Christophe Meessen <meessen@xxxxxxxxxxxxx> · Mon, 22 Sep 2008 07:57:01 +0200

John Fine a écrit :
I was curious, so I tried running your benchmark.  It was too fast for 
meaningful results, so I increased the counts int the calls to 
simple_playout_benchmark::run and I noticed some negative and 
generally unstable values for "clock cycles per playout".

So your code:

 uint64 get_cc_time () volatile {
   uint64 ret;
   __asm__ __volatile__("rdtsc" : "=A" (ret) : :);
   return ret;
 }

gives me values that aren't even monotonic.
According to http://en.wikipedia.org/wiki/RDTSC

"With the advent of multi-core/hyperthreaded CPUs, systems with multiple 
CPUs, and "hibernating" operating systems 
<http://en.wikipedia.org/wiki/Operating_system>, the TSC cannot be 
relied on to provide accurate results.

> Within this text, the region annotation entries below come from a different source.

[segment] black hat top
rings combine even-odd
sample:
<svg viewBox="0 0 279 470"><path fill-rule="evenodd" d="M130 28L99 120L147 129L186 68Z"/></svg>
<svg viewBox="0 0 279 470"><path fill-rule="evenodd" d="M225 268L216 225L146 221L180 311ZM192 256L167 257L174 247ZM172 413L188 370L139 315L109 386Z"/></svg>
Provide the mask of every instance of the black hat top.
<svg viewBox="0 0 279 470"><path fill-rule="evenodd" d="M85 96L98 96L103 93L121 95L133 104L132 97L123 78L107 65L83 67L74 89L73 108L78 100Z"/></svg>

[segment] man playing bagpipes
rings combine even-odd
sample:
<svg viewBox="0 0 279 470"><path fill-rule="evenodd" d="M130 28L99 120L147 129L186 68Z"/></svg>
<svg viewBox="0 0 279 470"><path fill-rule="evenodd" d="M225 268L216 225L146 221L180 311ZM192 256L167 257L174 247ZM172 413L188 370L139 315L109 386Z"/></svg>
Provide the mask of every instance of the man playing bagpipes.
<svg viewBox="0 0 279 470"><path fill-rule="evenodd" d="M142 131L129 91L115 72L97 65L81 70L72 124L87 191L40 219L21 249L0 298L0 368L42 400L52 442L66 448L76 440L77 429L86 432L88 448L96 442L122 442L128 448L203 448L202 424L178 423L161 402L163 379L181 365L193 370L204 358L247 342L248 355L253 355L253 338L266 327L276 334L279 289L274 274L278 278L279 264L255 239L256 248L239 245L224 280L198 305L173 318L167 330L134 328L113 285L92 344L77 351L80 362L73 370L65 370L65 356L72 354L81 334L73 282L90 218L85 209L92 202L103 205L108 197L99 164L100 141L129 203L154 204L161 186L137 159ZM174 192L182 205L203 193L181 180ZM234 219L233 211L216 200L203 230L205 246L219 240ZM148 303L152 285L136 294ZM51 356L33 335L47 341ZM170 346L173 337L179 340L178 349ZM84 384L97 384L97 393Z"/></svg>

The issue has two components: 
rate of tick and whether all cores (processors) have identical values in 
their time-keeping registers. There is no promise that the timestamp 
counters of multiple CPUs on a single motherboard will be synchronized. 
In such cases, programmers can only get reliable results by locking 
their code to a single CPU. Even then, the CPU speed may change due to 
power-saving measures taken by the OS or BIOS 
<http://en.wikipedia.org/wiki/BIOS>, or the system may be hibernated and 
later resumed (resetting the time stamp counter). Reliance on the time 
stamp counter also reduces portability, as other processors my not have 
a similar feature. Recent Intel processors include a constant rate TSC 
(identified by the constant_tsc flag in Linux's /proc/cpuinfo). With 
these processors the TSC reads at the processors maximum rate regardless 
of the actual CPU running rate. While this makes time keeping more 
consistent, it can skew benchmarks, where a certain amount of spin-up 
time is spent at a lower clock rate before the OS switches the processor 
to the higher rate. This has the effect of making things seem like they 
require more processor cycles than they normally would."